六道輪廻のなかで最高位にあるのが「天」ですが、この「天」は、同じ字を書く「天国」とは違います。

天、天国、極楽とならべてみますと、私達は日常的に同じイメージで使っていますが、天国は一神教の宗教であるキリスト教の理想郷を意味しています。

仏教の「天」は六道輪廻のなかの人間界よりは少しだけ上にある世界で、これも他の地獄や餓鬼と同様、決して理想郷ではなく、迷いの世界の一つなのです。
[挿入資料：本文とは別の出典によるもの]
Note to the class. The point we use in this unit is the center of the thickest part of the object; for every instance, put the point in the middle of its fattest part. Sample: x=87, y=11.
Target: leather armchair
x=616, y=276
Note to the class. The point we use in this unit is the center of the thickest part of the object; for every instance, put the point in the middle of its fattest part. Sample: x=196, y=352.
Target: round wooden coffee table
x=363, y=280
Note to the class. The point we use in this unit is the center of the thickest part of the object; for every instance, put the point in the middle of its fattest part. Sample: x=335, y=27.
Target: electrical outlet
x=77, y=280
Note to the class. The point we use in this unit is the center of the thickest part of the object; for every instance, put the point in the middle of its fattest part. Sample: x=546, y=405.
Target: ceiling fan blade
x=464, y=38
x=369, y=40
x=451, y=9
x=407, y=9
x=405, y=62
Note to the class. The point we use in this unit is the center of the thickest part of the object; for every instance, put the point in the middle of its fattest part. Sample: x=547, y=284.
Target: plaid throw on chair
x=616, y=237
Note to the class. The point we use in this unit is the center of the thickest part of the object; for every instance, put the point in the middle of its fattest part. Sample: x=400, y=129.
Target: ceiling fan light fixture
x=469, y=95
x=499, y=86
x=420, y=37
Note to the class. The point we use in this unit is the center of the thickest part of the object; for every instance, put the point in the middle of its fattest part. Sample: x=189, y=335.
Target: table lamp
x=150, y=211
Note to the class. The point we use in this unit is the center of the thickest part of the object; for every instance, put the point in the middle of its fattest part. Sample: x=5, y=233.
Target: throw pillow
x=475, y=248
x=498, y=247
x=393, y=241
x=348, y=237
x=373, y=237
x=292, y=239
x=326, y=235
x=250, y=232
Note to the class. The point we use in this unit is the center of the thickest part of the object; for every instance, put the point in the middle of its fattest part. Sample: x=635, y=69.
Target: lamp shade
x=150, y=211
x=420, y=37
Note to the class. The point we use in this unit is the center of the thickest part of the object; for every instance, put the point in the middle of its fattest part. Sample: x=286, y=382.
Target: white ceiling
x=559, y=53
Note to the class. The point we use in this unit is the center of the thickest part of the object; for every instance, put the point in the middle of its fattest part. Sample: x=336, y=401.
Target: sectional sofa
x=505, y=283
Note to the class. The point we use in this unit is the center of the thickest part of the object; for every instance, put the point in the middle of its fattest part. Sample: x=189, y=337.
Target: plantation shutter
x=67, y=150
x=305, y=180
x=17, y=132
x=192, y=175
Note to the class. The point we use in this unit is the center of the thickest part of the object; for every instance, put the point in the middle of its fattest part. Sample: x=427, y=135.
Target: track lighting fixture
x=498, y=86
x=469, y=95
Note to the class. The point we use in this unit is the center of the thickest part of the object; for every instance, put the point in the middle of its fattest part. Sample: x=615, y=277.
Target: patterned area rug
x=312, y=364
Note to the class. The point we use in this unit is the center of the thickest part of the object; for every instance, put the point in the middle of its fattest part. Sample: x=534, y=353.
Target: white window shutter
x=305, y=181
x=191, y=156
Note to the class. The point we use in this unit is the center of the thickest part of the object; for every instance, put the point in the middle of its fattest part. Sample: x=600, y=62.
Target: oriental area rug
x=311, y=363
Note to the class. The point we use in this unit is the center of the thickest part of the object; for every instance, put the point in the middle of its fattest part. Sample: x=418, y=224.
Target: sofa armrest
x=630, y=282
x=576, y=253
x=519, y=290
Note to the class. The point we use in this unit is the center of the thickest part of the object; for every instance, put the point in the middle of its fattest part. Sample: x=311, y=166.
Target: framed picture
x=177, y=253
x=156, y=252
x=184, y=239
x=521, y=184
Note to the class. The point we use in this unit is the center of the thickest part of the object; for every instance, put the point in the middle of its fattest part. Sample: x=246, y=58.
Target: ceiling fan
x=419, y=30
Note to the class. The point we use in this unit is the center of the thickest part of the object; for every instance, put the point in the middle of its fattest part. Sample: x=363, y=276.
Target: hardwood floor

仏教でいう理想郷は「極楽」で極楽にいければ、もう二度と人間界や地獄に堕ちないと約束されています。

しかし、天には寿命があり、不安や苦しみもあります。

輪廻の法則によって、次に生まれるのが修羅か人間なのかはわかりません。

特に天を去るときの苦しみは地獄での責め苦よりはるかに悲惨であるといわれています。

仏教でいう天と、キリスト教が教える天国とは違うものなのです。

それでは、極楽とはどんな所かといいますと「阿弥陀経」によれば、金,銀、瑠璃、水晶に飾られ、地面は金でできており、砂金が敷きつめられた功徳の水をたたえる池もあり、その池には色とりどりの蓮華が咲き乱れ、美しい音楽がいつも流れていて想像を絶する世界だそうです。

機会があれば「阿弥陀経」に一度目を通してみてください、他にも宝石の瑪瑙や孔雀、鸚鵡などといった鳥も美しいものの象徴としてでてきます。

金仏壇はこのような極楽浄土の世界を現しているものといわれています。

また、仏像にも黄金色が使われているのはこのような思想があるためです。

「天」・「天国」・「極楽」いずれも似ているようで大違いですね。